Un escape game pour redonner goût à la chimie

Après avoir suivi le Pr Bismuth sur les réseaux sociaux, les étudiants devaient collecter les indices éparpillés sur le campus.  // © Communication UTT
Après avoir suivi le Pr Bismuth sur les réseaux sociaux, les étudiants devaient collecter les indices éparpillés sur le campus. // © Communication UTT

L’université de technologie de Troyes (UTT) a conçu un escape game pour ses étudiants de première année, en tronc commun. Le but : leur redonner goût à la chimie. À l’automne 2017, l’UTT crée les comptes Facebook et Twitter du Pr. Bismuth, un faux enseignant de chimie aux allures de professeur fou, mais véritable membre du personnel de l’UTT, connu et apprécié des étudiants.

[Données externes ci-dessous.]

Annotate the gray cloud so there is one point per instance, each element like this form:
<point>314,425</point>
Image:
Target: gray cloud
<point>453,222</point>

Amusés, ces derniers s'y abonnent et suivent sa recherche d’un élixir secret. En janvier, les comptes du professeur font le plein de followers. Et en février, il disparaît ! Les 300 étudiants de première année sont alors invités, par groupe, à le retrouver, en collectant les indices éparpillés sur le campus et ayant trait – forcément – à la chimie. Nom du projet : Chemical escape.

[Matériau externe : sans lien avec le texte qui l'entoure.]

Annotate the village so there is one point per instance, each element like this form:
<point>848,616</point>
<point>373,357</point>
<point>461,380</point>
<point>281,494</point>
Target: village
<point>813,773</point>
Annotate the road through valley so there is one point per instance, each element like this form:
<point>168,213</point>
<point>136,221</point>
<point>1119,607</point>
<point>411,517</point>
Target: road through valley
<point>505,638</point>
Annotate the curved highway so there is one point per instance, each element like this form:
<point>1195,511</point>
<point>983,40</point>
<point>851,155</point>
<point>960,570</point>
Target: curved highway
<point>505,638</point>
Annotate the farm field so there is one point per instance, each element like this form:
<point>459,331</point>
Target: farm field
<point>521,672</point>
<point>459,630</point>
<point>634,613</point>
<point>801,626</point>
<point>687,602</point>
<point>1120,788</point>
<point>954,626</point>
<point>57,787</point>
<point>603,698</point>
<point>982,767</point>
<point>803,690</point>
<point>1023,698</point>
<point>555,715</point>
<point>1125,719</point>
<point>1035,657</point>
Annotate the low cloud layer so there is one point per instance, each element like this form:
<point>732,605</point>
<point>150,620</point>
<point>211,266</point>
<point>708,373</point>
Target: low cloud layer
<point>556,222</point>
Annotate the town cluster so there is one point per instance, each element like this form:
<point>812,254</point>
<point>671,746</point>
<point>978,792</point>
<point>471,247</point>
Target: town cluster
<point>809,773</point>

"La chimie, matière pourtant indispensable, est mal aimée des étudiants ingénieurs, remarque Léonor Manent, la directrice de la communication. Comment les intéresser, capter leur attention, les remobiliser ? C’était l’objet de ce projet."

Les enseignants de chimie, le CIP (Centre d’innovation pédagogique) et le service de la communication ont travaillé ensemble. "Les outils de communication étaient au service du dispositif pédagogique. L’escape game a d’ailleurs été utilisé comme alternative d’évaluation des compétences au premier semestre."

L’escape game a été utilisé comme alternative d’évaluation des compétences au premier semestre.
(L. Manent)

"Notre objectif était qu'un maximum d'étudiants s'inscrive à l’escape game, détaille Léonor Manent. Au final, 150 sur 300 se sont inscrits. Un taux de conversion de 50%, c’est énorme ! Même si, bien sûr, c’est incomparable avec une opération marketing classique, où le taux de conversion est plutôt de 5 %."

Au-delà des étudiants, l’objectif est également de "toucher" la communauté enseignante à l’UTT et à l’extérieur. "Grâce aux réseaux sociaux, nous avons notamment touché les ingénieurs pédagogiques qui, grâce à cet événement, ont communiqué dans leur communauté."

En 2018, l'opération a reçu le premier prix de l’Arces 2018 dans la catégorie communication digitale.

L'an prochain, "nous créerons encore plus tôt les profils du Pr, pour mieux ancrer sa crédibilité", assure Léonor Manent. L’escape game sera proposé au moment du passage du lycée à la première année, "soit pendant les vacances d’été, soit proposé directement par les enseignants en terminale". Le format sera également légèrement adapté et le rectorat impliqué.

Coût de l'opération : 200 euros, essentiellement en accessoires. Le matériel utilisé et les équipes mobilisées sont ceux de l’UTT.